Canadian midstream energy company TC Energy (TRP -2.01%) has an impressive dividend growth streak of 21 consecutive years. The stock's current yield of 5.4% makes it extremely attractive for dividend investors. Apart from an appealing dividend income, several other factors make TC Energy's stock enticing. Let's see what makes TC Energy my favorite stock right now.
Extensive, irreplaceable asset footprint
The first thing that provides TC Energy with a significant competitive advantage is its strategically located and huge asset base. The company operates one of North America's largest natural gas pipeline networks, transporting roughly 25% of the total natural gas consumed in North America. Its liquids pipeline system transports 20% of all exports from the Western Canadian Sedimentary Basin (WCSB).
The takeaway capacity from the WCSB is limited, and new pipelines are difficult to build due to regulatory and environmental hurdles. Despite limited takeaway, heavy oil from Canada's oil sands finds robust demand from Gulf Coast refineries, which are designed to process this crude type. So TC Energy's liquids pipelines are usually highly used. TC Energy also owns seven power plants.
Steady fee-based cash flows
Rates on TC Energy's natural gas pipelines in Canada are regulated by the Canada Energy Regulator (CER).
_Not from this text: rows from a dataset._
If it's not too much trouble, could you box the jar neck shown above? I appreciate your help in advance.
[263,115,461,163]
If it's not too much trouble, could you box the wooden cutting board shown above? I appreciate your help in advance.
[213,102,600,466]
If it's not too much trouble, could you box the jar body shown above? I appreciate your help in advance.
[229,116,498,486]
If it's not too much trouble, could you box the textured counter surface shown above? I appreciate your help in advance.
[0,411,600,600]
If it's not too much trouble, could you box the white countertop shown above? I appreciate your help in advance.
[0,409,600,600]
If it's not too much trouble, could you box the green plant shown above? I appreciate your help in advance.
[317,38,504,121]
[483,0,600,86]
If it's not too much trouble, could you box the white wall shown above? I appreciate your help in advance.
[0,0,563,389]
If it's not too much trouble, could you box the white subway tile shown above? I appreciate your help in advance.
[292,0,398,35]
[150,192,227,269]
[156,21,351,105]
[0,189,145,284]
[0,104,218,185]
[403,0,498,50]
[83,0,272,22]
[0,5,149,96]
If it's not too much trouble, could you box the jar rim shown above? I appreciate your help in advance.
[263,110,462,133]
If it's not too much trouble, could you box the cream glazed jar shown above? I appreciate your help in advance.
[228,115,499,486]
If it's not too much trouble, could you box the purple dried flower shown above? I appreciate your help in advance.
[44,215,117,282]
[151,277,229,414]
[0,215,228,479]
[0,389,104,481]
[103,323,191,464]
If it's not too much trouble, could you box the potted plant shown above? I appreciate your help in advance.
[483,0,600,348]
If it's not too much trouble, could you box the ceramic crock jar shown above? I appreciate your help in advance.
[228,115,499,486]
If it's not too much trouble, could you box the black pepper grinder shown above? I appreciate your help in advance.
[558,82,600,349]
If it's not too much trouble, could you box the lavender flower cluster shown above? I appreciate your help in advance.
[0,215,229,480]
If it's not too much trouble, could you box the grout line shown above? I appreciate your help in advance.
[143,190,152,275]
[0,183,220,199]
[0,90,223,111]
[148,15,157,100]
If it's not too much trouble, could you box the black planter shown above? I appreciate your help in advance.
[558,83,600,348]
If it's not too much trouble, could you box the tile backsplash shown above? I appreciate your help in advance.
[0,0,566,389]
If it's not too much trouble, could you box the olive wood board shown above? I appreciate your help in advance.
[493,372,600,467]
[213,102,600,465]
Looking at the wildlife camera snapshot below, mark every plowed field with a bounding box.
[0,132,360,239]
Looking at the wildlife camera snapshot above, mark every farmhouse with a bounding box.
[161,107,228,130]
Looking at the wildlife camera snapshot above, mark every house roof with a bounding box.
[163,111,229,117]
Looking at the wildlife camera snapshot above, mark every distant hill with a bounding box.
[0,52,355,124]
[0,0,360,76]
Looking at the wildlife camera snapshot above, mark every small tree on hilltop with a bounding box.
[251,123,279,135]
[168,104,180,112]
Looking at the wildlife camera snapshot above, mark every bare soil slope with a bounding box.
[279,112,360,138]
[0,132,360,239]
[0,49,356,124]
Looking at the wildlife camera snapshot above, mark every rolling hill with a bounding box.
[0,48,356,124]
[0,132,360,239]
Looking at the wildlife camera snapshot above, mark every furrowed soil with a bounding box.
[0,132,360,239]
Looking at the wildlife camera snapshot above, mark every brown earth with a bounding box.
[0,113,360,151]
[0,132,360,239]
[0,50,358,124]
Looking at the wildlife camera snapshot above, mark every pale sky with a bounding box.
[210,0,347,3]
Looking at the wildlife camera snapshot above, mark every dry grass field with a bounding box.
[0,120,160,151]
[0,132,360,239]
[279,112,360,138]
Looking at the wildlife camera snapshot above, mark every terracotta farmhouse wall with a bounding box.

Similarly, its U.S. gas pipelines are regulated by the Federal Energy Regulatory Commission (FERC) and its Mexico gas pipelines are regulated by Mexico's Energy Regulatory Commission. So, these assets generally generate utility-type steady cash flows.
On the other hand, TC Energy's liquids pipelines and its power and storage assets are backed by long-term contracts. Overall, around 95% of TC Energy's earnings come from regulated or long-term contracted assets. Thus its cash flows are as steady as one can get for an energy company.
Strong financial performance
TC Energy's strong asset base and its regulated and fee-based operations have allowed it to steadily grow its earnings over the years.
As the above graph shows, TC Energy has steadily grown its profits as well as operational cash over twenty years. This, in turn, allowed the company to steadily grow its dividend during this period.
Despite COVID-19-related disruption, TC Energy grew its net income from CA$4 billion in 2019 to CA$4.5 billion in 2020.
Attractive dividend yield
TC Energy stock is currently trading at an attractive yield of 5.5%. That's higher than its 20-year average yield of around 4.1%. In the last year, TC Energy stock has underperformed the broader energy sector as well as its Canadian peer Enbridge. Concerns relating to TC Energy's growth after the revocation of presidential permits for its Keystone XL pipeline project likely contributed to the stock's recent underperformance.
Though surely a setback, the concerns might be overblown. That's because the company still has a healthy pipeline of capital projects that can fuel its growth in the coming years.
Healthy projects pipeline
Excluding Keystone XL, TC Energy has a secured projects pipeline of roughly CA$20 billion that it expects to complete through 2024. Gas pipelines and power and storage projects make up almost the entire projects backlog. As these projects will become operational, they will contribute to the company's earnings growth. It expects to complete around CA$4.2 billion of projects in 2021.
TC Energy aims to continue investing in projects that meet its return criteria. It is also looking at opportunities in the renewable energy space. Its healthy balance sheet allows the company to also look at asset acquisitions to fuel growth.
TC Energy aims to grow its dividend by 5% to 7% in the coming years. With a strong asset base, steady cash flows, and a healthy projects pipeline, it looks well positioned to achieve this growth. Overall, TC Energy's attractive yield and its healthy growth prospects make it my favorite energy stock right now.